Der Industriekonzern will wegen schlechter laufender Geschäfte in der Kraftwerks- und Antriebstechnik weltweit rund 6 900 Jobs streichen, rund die Hälfte davon in Deutschland. Zwei sächsische Standorte in Görlitz und Leipzig sollen geschlossen werden. Einschnitte sind auch in Berlin, Offenbach und Erfurt geplant. Gewerkschaften laufen Sturm gegen die Pläne; Politiker hatten sich für den Erhalt der Arbeitsplätze starkgemacht.

„Wenn ich keine Aufträge habe, muss ich reagieren“, verteidigte Kaeser die geplanten Stellenstreichungen. Die Veränderungen in der Branche seien Realität. Er verwies darauf, dass gleichzeitig Tausende neue Jobs bei Siemens in anderen Bereichen entstünden.

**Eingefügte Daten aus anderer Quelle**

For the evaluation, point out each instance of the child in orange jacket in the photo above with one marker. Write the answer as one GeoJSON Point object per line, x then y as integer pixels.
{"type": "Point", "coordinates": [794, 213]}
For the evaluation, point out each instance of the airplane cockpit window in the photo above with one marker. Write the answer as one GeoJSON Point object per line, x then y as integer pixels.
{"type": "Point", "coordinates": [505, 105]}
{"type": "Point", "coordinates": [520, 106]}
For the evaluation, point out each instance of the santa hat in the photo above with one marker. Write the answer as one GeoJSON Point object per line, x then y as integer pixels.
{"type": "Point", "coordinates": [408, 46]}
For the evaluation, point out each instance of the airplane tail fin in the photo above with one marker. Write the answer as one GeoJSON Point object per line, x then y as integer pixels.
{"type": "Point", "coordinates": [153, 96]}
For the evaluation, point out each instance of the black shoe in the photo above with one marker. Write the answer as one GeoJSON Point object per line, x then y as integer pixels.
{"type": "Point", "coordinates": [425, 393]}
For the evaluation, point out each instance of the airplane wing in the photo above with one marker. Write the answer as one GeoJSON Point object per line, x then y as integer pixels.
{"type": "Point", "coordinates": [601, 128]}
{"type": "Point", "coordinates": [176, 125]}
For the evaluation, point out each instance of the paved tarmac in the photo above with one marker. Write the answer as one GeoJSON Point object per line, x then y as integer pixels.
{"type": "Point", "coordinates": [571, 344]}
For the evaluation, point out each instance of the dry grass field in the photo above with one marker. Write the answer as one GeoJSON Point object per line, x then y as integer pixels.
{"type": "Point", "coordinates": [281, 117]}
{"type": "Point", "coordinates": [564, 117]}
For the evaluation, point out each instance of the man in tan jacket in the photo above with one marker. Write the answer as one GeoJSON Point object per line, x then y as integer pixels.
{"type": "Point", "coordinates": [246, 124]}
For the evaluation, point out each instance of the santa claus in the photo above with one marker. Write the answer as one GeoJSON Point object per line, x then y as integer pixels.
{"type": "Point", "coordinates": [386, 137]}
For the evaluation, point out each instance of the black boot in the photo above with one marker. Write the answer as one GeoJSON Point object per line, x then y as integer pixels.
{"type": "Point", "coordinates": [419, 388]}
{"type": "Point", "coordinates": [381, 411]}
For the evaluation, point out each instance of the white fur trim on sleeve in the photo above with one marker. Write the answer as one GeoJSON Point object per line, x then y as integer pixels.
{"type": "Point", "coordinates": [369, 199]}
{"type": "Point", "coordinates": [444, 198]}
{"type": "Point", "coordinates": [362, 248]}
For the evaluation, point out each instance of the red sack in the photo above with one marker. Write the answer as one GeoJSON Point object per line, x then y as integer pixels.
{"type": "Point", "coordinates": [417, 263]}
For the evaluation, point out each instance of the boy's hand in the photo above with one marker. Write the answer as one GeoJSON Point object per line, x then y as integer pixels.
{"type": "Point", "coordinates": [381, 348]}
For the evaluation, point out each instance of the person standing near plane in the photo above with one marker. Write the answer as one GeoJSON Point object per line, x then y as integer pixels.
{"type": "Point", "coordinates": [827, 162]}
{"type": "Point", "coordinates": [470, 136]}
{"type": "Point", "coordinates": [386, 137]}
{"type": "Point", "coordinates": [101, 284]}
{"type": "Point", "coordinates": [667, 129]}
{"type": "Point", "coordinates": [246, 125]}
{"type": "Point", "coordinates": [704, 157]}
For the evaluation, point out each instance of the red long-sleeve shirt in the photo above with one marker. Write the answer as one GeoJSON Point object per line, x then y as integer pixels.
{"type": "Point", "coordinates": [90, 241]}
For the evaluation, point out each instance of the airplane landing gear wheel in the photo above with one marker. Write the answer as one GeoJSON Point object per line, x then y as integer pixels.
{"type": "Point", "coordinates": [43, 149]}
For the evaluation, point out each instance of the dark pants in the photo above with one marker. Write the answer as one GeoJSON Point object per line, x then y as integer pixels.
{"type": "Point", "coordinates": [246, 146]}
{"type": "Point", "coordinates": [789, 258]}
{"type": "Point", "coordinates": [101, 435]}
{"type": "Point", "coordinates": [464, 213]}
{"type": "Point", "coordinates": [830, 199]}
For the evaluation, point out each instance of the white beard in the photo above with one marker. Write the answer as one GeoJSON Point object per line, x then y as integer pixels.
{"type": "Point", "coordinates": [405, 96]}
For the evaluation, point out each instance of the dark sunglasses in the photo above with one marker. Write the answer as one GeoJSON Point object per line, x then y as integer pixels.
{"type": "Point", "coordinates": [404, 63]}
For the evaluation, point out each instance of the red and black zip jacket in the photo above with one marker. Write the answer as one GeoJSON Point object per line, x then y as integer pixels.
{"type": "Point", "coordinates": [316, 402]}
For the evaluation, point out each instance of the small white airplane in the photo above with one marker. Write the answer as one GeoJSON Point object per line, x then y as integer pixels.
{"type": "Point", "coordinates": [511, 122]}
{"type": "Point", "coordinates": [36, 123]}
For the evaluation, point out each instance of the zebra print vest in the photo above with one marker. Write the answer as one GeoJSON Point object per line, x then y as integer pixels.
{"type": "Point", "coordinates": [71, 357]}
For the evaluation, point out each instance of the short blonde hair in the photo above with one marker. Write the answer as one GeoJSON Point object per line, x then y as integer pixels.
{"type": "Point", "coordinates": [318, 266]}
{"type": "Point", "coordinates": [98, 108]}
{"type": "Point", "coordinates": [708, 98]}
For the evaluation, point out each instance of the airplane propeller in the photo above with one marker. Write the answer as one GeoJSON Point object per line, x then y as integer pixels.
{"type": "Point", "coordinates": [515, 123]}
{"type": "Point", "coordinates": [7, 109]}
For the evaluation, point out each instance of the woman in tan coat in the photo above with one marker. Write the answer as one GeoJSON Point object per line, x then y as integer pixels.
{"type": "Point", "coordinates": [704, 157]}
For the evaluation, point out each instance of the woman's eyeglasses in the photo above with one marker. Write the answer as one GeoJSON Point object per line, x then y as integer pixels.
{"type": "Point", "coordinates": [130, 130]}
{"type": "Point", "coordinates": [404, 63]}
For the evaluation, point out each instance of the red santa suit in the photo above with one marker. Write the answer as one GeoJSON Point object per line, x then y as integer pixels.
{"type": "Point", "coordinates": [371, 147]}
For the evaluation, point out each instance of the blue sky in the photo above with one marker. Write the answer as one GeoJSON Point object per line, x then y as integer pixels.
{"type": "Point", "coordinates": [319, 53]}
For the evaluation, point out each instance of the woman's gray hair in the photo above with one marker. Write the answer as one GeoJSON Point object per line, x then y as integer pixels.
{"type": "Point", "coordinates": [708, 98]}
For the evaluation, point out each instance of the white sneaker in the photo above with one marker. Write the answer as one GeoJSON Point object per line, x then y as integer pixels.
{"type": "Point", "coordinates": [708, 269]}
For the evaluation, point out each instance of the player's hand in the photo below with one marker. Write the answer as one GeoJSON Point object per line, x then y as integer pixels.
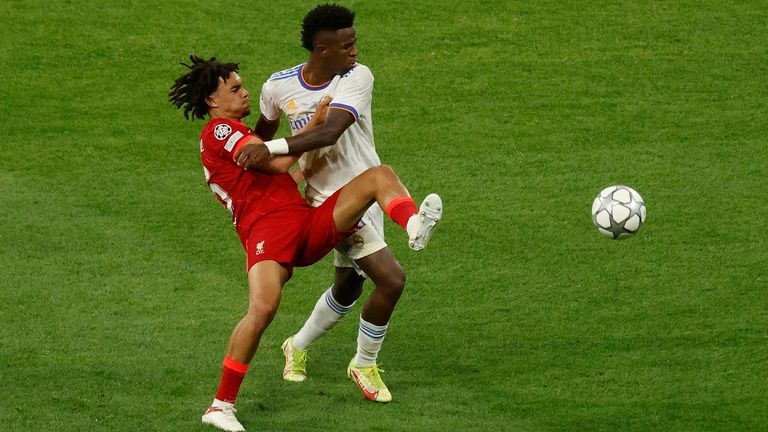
{"type": "Point", "coordinates": [321, 111]}
{"type": "Point", "coordinates": [252, 154]}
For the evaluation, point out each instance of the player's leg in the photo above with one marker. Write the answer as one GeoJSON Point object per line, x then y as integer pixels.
{"type": "Point", "coordinates": [389, 280]}
{"type": "Point", "coordinates": [329, 309]}
{"type": "Point", "coordinates": [265, 282]}
{"type": "Point", "coordinates": [381, 185]}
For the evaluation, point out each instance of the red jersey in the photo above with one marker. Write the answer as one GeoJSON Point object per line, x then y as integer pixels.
{"type": "Point", "coordinates": [248, 195]}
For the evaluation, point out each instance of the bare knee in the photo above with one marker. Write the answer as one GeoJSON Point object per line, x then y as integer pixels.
{"type": "Point", "coordinates": [391, 283]}
{"type": "Point", "coordinates": [260, 315]}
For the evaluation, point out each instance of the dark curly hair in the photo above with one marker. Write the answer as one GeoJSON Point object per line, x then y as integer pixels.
{"type": "Point", "coordinates": [191, 89]}
{"type": "Point", "coordinates": [324, 17]}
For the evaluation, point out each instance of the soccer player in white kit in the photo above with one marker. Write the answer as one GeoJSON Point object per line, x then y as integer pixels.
{"type": "Point", "coordinates": [328, 34]}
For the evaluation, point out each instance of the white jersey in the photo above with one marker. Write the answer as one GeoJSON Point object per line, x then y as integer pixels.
{"type": "Point", "coordinates": [329, 168]}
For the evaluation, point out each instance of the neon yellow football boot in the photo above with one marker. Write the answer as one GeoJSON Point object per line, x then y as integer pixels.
{"type": "Point", "coordinates": [295, 362]}
{"type": "Point", "coordinates": [368, 379]}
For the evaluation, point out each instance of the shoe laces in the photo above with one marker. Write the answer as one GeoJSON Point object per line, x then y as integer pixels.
{"type": "Point", "coordinates": [374, 376]}
{"type": "Point", "coordinates": [298, 359]}
{"type": "Point", "coordinates": [226, 410]}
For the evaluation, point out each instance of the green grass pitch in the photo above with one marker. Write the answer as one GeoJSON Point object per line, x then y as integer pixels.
{"type": "Point", "coordinates": [121, 277]}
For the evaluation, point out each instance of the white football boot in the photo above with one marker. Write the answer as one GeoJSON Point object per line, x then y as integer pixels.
{"type": "Point", "coordinates": [223, 418]}
{"type": "Point", "coordinates": [421, 226]}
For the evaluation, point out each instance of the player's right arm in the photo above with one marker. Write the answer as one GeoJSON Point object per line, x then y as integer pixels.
{"type": "Point", "coordinates": [266, 128]}
{"type": "Point", "coordinates": [281, 163]}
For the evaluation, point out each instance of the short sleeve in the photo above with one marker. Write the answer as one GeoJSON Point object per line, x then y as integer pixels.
{"type": "Point", "coordinates": [269, 106]}
{"type": "Point", "coordinates": [354, 91]}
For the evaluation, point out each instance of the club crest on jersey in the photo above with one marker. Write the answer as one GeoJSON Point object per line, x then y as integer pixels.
{"type": "Point", "coordinates": [221, 131]}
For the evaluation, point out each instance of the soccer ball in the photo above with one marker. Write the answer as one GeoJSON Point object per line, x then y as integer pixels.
{"type": "Point", "coordinates": [618, 212]}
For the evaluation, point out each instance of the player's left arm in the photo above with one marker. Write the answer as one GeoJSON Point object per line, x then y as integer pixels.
{"type": "Point", "coordinates": [246, 156]}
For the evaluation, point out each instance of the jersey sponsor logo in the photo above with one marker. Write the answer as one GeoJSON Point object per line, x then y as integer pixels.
{"type": "Point", "coordinates": [299, 123]}
{"type": "Point", "coordinates": [221, 131]}
{"type": "Point", "coordinates": [233, 140]}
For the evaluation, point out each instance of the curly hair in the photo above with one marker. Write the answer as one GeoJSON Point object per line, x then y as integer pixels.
{"type": "Point", "coordinates": [324, 17]}
{"type": "Point", "coordinates": [191, 89]}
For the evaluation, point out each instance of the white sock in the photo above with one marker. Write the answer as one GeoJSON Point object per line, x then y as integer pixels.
{"type": "Point", "coordinates": [369, 340]}
{"type": "Point", "coordinates": [221, 404]}
{"type": "Point", "coordinates": [413, 225]}
{"type": "Point", "coordinates": [325, 315]}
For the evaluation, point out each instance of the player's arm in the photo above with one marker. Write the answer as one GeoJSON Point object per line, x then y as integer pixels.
{"type": "Point", "coordinates": [323, 135]}
{"type": "Point", "coordinates": [282, 163]}
{"type": "Point", "coordinates": [266, 128]}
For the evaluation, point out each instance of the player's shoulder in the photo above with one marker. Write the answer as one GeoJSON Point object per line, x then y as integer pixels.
{"type": "Point", "coordinates": [219, 129]}
{"type": "Point", "coordinates": [286, 73]}
{"type": "Point", "coordinates": [360, 71]}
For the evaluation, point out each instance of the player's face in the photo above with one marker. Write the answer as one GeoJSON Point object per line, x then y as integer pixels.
{"type": "Point", "coordinates": [231, 98]}
{"type": "Point", "coordinates": [340, 50]}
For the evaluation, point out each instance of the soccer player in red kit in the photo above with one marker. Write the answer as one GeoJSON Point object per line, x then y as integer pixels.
{"type": "Point", "coordinates": [278, 229]}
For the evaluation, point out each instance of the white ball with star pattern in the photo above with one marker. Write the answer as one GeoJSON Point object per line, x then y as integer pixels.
{"type": "Point", "coordinates": [618, 212]}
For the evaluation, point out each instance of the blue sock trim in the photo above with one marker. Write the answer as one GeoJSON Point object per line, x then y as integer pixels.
{"type": "Point", "coordinates": [370, 331]}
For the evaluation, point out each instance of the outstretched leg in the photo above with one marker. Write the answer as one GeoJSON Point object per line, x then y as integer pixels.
{"type": "Point", "coordinates": [381, 185]}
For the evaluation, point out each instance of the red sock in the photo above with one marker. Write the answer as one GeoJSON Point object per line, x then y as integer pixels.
{"type": "Point", "coordinates": [231, 377]}
{"type": "Point", "coordinates": [401, 209]}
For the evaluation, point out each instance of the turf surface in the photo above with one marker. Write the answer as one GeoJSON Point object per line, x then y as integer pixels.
{"type": "Point", "coordinates": [121, 278]}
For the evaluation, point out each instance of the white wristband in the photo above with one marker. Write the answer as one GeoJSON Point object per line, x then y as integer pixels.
{"type": "Point", "coordinates": [277, 147]}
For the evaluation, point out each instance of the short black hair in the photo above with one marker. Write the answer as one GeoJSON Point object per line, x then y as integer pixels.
{"type": "Point", "coordinates": [324, 17]}
{"type": "Point", "coordinates": [191, 89]}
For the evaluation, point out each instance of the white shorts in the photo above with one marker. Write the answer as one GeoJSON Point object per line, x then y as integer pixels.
{"type": "Point", "coordinates": [367, 240]}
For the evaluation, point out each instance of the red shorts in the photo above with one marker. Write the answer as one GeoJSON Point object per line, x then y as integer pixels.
{"type": "Point", "coordinates": [294, 236]}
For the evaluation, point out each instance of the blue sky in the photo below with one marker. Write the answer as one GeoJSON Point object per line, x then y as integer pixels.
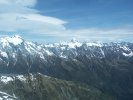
{"type": "Point", "coordinates": [62, 20]}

SPD-Chef Martin Schulz hatte Siemens nach der im November verkündeten Entscheidung attackiert und von „verantwortungslosen Managern“ gesprochen. Mit Blick auf öffentliche Aufträge hatte Schulz betont, Siemens habe jahrzehntelang vom deutschen Staat profitiert. Kaeser hatte die Vorwürfe zurückgewiesen. Er fuhr in Anspielung auf den Vorwurf von Schulz fort: „Ich wollte ihm erst ein Buch über Manchester-Kapitalismus schicken.“ (dpa)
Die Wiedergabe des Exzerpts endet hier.